Strathy Corpus of Canadian English

The Strathy Corpus of Canadian English is now available online in two different formats. Anyone can search the corpus at English-Corpora.org where it is hosted alongside other English corpora including the Corpus of Contemporary American English (COCA) and the British National Corpus (BNC). Researchers who would like to download a full digital copy of the corpus can request access through Borealis. (You will need to create an account and follow the instructions associated with the dataset.)

What is the Strathy Corpus of Canadian English?

The first director of the Strathy Language Unit, W.C. Lougheed, was determined that the unit's research on Canadian English have a strong descriptive base. To that end, and with great technological foresight, he began to build a corpus of Canadian English, a planned sample of authentic language, in the early 1980s, stored as an electronic database. The original organizational scheme was based on the Brown-LOB Corpora.

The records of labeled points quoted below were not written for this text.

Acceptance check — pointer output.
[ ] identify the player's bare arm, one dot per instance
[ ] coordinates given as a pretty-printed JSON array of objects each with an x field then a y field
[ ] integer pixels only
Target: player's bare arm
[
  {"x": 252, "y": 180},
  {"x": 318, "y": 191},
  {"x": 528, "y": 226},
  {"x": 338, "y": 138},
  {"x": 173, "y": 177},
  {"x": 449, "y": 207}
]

Today the Strathy Corpus contains around 50 million words of written and spoken Canadian English, covering the years 1970-2010. It includes newspapers, magazines, biographies, historical writings, academic theses and journals, transcripts of university classes, Internet news and so on. Canadian authors who have generously allowed their fictional and nonfictional texts to be entered into the database include Margaret Atwood, Max Braithwaite, J.K. Chambers, Robertson Davies, Eugene Forsey and Makeda Silvera. Publishers who have made use of the Strathy Corpus in creating Canadian English dictionaries include Oxford University Press, Thomson-Nelson (formerly Gage) and HarperCollins.